Man fasst es nicht: Da findet die erste große Pressekonferenz von Sebastian Kurz nach seiner Nominierung zum ÖVP-Chef statt, auf die ganz Österreich eine Woche lang gewartet hat. Und der ORF hat noch dazu das Glück, dass die genau zur Stunde der ZiB stattfindet. Aber was macht der Gebührensender? Er steigt nach wenigen Sätzen wieder aus und zeigt uns dafür des Langen und Breiten den unerträglichen Hans Bürger und dann vor allem eine Zusammenschnitt der Pressestunde des SPÖ-Vorsitzenden, die ohnedies am gleichen Tag schon eine Stunde lang zu sehen gewesen war. Und die nur eine Fortsetzung der Kern-Festspiele war, die schon eine ganze Woche lang ständig in ORF-Radio und -TV zu sehen waren.
Es wird nicht einmal darauf verwiesen, dass die Kurz-Pressekonferenz unangekündigt auf ORF III live übertragen wird. Wo sie freilich nur unter dem geheimnisvollen Sendungshinweis "Placido Domingo" lief, und wo sie nicht einmal imstande waren, die an das Kurz-Statement anschließenden Journalistenfragen mit einem Mikrophon verständilich zu machen.

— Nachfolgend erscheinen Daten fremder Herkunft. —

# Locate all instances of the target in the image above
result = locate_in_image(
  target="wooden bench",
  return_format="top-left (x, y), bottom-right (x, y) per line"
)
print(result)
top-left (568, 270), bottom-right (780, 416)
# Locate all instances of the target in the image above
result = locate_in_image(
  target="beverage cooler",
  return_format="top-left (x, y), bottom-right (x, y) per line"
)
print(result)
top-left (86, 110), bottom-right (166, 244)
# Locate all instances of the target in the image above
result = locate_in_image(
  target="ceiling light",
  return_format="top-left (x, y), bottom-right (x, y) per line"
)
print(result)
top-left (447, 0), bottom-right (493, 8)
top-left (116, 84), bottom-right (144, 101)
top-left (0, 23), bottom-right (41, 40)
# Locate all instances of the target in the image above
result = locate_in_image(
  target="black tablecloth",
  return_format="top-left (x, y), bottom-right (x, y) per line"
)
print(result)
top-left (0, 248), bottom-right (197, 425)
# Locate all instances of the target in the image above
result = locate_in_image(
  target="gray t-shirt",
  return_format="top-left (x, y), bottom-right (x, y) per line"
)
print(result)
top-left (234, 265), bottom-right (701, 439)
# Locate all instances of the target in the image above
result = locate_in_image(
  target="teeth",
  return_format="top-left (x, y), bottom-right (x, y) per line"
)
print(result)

Ich kann mir nicht vorstellen, dass man noch unjournalistischer arbeiten kann als diese überbezahlten ORF-Menschen. Die Seher-Interessen sind ihnen schnurzegal. Sie wollen nur den roten Drahtziehern gefallen, um ihr Leiberl vielleicht doch noch zu retten. Daher macht die rotgrüne Machtpartie mit wirklich militanter Entschlossenheit alles, um viel Kern und wenig Kurz zu spielen. Schließlich haben sie alle Angst um ihre hochbezahlten Jobs, die sie ja ausschließlich der roten Mehrheit in sämtlichen ORF-Gremien zu verdanken haben.
Aber auch dieser Schuss geht nach hinten los: Denn die ununterbrochenen Kern-Festspiele haben noch viel mehr Österreichern klar gemacht, dass dieser Mann panisch und konzeptlos hin und her läuft (oder genauer gesagt, jeden Tag mit zwei neuen Konzepten), während Kurz extrem souverän und gelassen wirkt.
PS: Wie überflüssig der Kern-Einspieler war, zeigt sich schon daran, dass auch nach den Kurz-Aussagen die SPÖ zu keiner Reaktion imstande war. Umso blöder ist es, ein vor den Kurz-Aussagen gemachtes Statement abzuspielen. Kern muss wohl noch einen Tag lang seine Spin-Doktoren befragen, bis ihm die zehnte unterschiedliche Antwort auf Kurz einfällt.